Big box retail chain Target will be making “modifications” to its Pride Month collection in a bid to defuse the controversy over its transgender merchandise.
Target suffered a 5.4% decline in quarterly same-store sales, its first decline in six years, and cut its sales and earnings guidance for the full year after a backlash surrounding its assortment of over 2,000 LGBTQ-related products found offensive by certain consumers.
Now Target’s management wants to be a lot more selective when it comes to its next Pride Month collection. While this will also apply to other merchandise designed to celebrate Americans of various backgrounds and minorities, only the LGBTQ items have triggered widespread controversy.
“We’ll have a slightly more focused assortment and will evolve our store and digital presentations,” said chief growth officer Christina Hennington in comments to the media reported by Yahoo Finance on Wednesday. “We’re going to reconsider the mix of our own national brands with our external partners. And so … you’ll see us celebrate these heritage moments but with these modifications.”
The transgender debate has been at the center of America’s culture war, whether it be beer drinkers abandoning Bud Light in droves over the latter’s attempt to shed its “fratty” image through a Dylan Mulvaney promotion, or trans activists demanding consumers boycott a Harry Potter video game.

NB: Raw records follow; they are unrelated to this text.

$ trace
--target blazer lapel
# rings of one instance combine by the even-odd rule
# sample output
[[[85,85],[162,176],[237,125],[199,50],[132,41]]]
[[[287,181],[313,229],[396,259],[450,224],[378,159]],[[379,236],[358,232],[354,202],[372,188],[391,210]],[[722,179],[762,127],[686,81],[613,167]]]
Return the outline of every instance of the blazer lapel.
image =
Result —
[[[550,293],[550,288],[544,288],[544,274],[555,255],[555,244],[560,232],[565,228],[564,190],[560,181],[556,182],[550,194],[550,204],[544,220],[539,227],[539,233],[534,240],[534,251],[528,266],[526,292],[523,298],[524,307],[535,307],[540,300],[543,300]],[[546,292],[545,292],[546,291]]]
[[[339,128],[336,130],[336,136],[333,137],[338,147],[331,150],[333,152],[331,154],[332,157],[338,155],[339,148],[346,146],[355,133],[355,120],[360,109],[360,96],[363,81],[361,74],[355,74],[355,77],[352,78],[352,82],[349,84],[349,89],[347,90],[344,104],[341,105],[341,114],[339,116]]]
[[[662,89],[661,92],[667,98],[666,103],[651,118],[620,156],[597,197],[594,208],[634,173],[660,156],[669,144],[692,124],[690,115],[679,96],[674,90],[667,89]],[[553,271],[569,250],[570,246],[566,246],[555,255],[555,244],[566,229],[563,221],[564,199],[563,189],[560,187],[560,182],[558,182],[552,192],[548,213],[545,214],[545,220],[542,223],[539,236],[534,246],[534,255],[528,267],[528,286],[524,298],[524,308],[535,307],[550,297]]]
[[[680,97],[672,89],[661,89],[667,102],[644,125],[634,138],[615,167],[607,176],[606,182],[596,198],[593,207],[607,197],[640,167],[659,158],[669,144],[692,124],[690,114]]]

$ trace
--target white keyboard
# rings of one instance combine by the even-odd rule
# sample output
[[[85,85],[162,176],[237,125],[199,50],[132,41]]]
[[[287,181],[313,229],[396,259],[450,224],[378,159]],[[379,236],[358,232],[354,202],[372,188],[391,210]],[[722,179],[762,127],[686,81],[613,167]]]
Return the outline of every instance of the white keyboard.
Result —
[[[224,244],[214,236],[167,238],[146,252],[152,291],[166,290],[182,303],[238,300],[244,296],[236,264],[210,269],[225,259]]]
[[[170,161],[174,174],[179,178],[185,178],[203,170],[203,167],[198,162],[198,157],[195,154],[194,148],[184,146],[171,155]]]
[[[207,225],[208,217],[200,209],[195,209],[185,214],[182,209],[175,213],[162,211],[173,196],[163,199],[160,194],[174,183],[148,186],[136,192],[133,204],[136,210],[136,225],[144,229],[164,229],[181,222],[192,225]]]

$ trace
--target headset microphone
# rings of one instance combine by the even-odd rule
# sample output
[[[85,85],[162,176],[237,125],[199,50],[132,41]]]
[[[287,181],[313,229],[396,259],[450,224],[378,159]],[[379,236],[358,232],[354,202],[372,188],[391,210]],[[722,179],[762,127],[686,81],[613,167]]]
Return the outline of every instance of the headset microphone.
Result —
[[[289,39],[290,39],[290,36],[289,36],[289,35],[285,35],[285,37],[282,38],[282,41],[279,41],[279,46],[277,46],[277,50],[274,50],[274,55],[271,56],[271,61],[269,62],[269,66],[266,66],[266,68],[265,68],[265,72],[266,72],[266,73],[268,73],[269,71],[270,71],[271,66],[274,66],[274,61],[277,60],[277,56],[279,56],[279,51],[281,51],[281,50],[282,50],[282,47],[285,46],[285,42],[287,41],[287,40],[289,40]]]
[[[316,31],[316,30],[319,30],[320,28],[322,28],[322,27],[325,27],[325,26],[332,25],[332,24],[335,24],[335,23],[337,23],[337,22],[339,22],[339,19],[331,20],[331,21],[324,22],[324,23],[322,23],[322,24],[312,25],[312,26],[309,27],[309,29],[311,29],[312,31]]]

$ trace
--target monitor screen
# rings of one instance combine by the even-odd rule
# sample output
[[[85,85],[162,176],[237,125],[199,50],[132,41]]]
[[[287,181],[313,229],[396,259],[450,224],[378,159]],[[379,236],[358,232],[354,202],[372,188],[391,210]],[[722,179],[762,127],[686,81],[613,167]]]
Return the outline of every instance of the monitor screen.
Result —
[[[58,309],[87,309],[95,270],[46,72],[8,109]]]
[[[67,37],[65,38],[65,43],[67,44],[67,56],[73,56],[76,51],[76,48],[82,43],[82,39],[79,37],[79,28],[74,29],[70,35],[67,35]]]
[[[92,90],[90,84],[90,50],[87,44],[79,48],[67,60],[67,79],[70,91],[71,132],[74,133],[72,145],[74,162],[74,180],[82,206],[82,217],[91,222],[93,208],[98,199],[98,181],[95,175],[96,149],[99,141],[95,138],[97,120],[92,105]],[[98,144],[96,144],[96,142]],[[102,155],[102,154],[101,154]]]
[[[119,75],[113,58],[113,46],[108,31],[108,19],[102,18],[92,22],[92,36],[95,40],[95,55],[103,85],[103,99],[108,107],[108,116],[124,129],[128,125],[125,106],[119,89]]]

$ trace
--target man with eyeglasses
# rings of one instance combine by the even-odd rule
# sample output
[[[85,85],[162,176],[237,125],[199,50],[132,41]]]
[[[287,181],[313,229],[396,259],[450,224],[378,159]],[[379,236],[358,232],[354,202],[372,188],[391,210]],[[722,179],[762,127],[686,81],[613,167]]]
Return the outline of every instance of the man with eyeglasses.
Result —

Tesla CEO Elon Musk—who himself has an estranged child that identifies as transgender—has used his $44 billion social media platform to amplify anti-trans messages, prompting the resignation of key staff during Pride Month.
Sales and traffic see ‘meaningful recovery’
The controversy over Target’s collection, which included so-called “tuck-friendly” bathing suits designed to conceal male genitalia, triggered a scare among the retailer’s workforce.
Many experienced a wave of threats from Target’s own customers and felt their own personal safety was at risk.
“To protect the team in the face of these threatening circumstances, we quickly made changes, including the removal of items that were at the center of the most significant confrontational behavior,” said CEO Brian Cornell during a call with investors on Wednesday.
Foot traffic and sales at the retailer subsequently saw “meaningful recovery” in July after tailing off markedly in the latter half of May, when its Pride Month collection was launched.
LGBTQ designer Erik Carnell, whose products were removed from all of Target’s stores, has criticized the retailer for never reaching out to him to inquire about his health despite receiving death threats.
He argued management’s behavior set a precedent that companies could be pressured into abandoning the community.
“It’s completely fine to profit off of us, to stick with the rainbow capitalism and to focus on the pink dollar,” he told Reuters at the end of May. “But the second it gets hard, if you’re gonna jump ship, that’s a very dangerous thing to tell people.”
When probed on Wednesday’s investor call on his strategy going forward for winning over inclusive customers, particularly those among the LGBTQ community, Cornell emphasized instead the importance of giving “all families” a place to recharge while shopping for their everyday needs.
“We want to make sure Target is that happy place for all of our guests,” the CEO said.